Which check are you referring to?

Thanks,

tglx

2019-07-16 20:40:41

by Neil Horman

[permalink] [raw]
Subject: Re: [PATCH] x86: Add irq spillover warning

On Tue, Jul 16, 2019 at 09:05:30PM +0200, Thomas Gleixner wrote:
> Neil,
>
> On Tue, 16 Jul 2019, Neil Horman wrote:
> > On Tue, Jul 16, 2019 at 05:57:31PM +0200, Thomas Gleixner wrote:
> > > On Tue, 16 Jul 2019, Neil Horman wrote:
> > > > If a cpu has more than this number of interrupts affined to it, they
> > > > will spill over to other cpus, which potentially may be outside of their
> > > > affinity mask.
> > >
> > > Spill over?
> > >
> > > The kernel decides to pick a vector on a CPU outside of the affinity when
> > > it runs out of vectors on the CPUs in the affinity mask.
> > >
> > Yes.
> >
> > > Please explain issues technically correct.
> > >
> > I don't know what you mean by this.
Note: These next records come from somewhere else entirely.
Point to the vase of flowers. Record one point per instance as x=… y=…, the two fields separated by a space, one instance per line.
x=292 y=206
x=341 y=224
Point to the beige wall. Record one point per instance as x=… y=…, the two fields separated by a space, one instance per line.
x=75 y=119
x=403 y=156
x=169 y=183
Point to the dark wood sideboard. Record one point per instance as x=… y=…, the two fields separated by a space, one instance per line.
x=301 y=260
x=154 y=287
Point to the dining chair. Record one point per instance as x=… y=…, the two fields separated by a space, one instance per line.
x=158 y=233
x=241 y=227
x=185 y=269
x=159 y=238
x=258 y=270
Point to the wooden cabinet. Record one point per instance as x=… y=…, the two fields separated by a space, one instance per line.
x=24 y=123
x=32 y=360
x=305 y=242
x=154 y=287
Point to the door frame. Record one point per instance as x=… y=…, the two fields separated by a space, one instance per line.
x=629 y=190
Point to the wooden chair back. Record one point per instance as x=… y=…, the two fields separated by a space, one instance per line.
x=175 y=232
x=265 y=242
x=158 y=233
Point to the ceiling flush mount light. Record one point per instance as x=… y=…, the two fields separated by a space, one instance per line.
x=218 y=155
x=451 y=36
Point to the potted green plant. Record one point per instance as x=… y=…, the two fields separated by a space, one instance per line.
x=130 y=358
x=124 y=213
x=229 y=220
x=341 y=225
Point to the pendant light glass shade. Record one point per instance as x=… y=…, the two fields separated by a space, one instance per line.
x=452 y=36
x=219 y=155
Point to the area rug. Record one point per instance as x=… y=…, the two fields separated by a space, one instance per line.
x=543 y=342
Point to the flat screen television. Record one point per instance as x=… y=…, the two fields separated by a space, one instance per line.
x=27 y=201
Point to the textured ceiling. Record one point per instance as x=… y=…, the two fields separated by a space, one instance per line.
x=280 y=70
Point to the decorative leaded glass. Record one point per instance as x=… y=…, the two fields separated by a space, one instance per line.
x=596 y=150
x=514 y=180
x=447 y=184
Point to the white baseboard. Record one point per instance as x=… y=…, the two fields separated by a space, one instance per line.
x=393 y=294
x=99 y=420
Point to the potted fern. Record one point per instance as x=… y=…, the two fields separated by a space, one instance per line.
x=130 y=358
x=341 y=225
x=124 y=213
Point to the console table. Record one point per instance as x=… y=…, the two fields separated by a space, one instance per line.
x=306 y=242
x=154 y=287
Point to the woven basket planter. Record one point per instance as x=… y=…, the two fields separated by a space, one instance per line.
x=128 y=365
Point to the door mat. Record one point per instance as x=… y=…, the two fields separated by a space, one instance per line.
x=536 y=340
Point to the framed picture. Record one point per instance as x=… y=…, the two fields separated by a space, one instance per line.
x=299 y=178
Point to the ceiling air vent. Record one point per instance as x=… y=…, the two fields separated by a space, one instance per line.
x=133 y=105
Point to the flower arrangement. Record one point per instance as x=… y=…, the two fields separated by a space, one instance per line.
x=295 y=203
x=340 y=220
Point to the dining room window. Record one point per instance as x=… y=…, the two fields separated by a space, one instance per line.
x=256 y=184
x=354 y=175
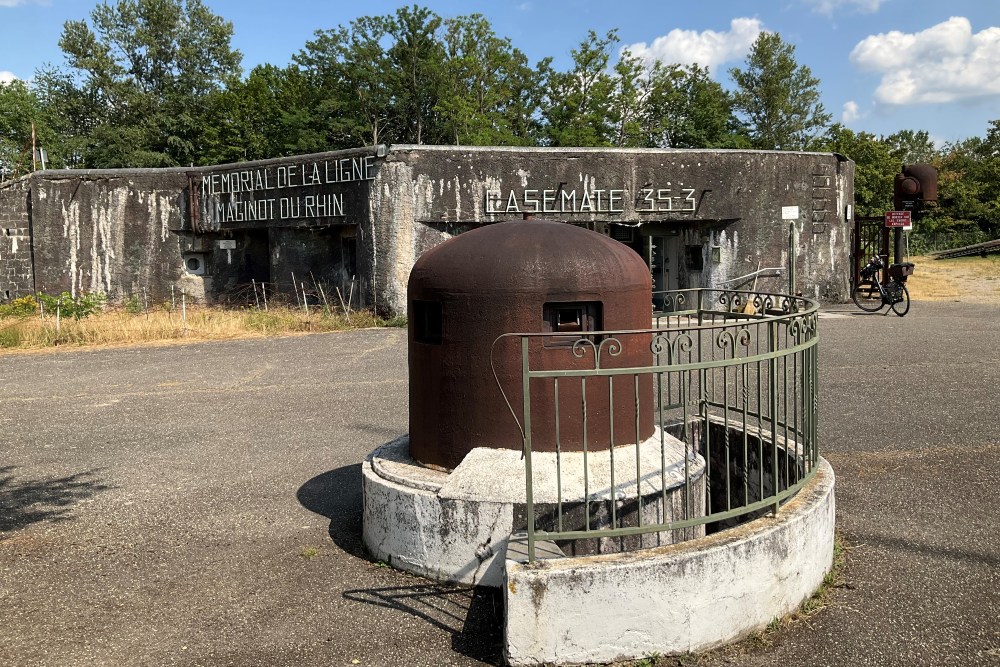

I explained it above, and you clearly
> > understood it.
>
> It took me a while to grok it. Simply because I first thought it's some
> hardware issue. And of course after confusion settled I knew what it is,
> but just because I know that code like the back of my hand.
>
> > > > Given that this might cause unexpected behavior on
> > > > performance sensitive systems, warn the user should this condition occur
> > > > so that corrective action can be taken
> > >
> > > > @@ -244,6 +244,14 @@ __visible unsigned int __irq_entry do_IRQ(struct pt_regs *regs)
> > >
> > > Why on earth warn in the interrupt delivery hotpath? Just because it's the
> > > place which really needs extra instructions and extra cache lines on
> > > performance sensitive systems, right?
> > >
> > Because theres already a check of the same variety in do_IRQ, but if the
> > information is available outside the hotpath, I was unaware, and am happy to
> > update this patch to refelct that.
>
> Which check are you referring to?
>
This one:
if (desc != VECTOR_RETRIGGERED) {
pr_emerg_ratelimited("%s: %d.%d No irq handler for vector\n",
__func__, smp_processor_id(),
vector);
I figured it was already checking one condition, another wouldn't hurt too much,
but no worries, I'm redoing this in activate_reserved now.

Best
Neil

> Thanks,
>
> tglx
>

2019-07-16 21:07:34

by Thomas Gleixner

[permalink] [raw]
Subject: Re: [PATCH] x86: Add irq spillover warning

Neil,

On Tue, 16 Jul 2019, Neil Horman wrote:
> On Tue, Jul 16, 2019 at 09:05:30PM +0200, Thomas Gleixner wrote:
> > > Because theres already a check of the same variety in do_IRQ, but if the
> > > information is available outside the hotpath, I was unaware, and am happy to
> > > update this patch to refelct that.
> >
> > Which check are you referring to?
> >
> This one:
> if (desc != VECTOR_RETRIGGERED) {
> pr_emerg_ratelimited("%s: %d.%d No irq handler for vector\n",
> __func__, smp_processor_id(),
> vector);
> I figured it was already checking one condition, another wouldn't hurt too much,
> but no worries, I'm redoing this in activate_reserved now.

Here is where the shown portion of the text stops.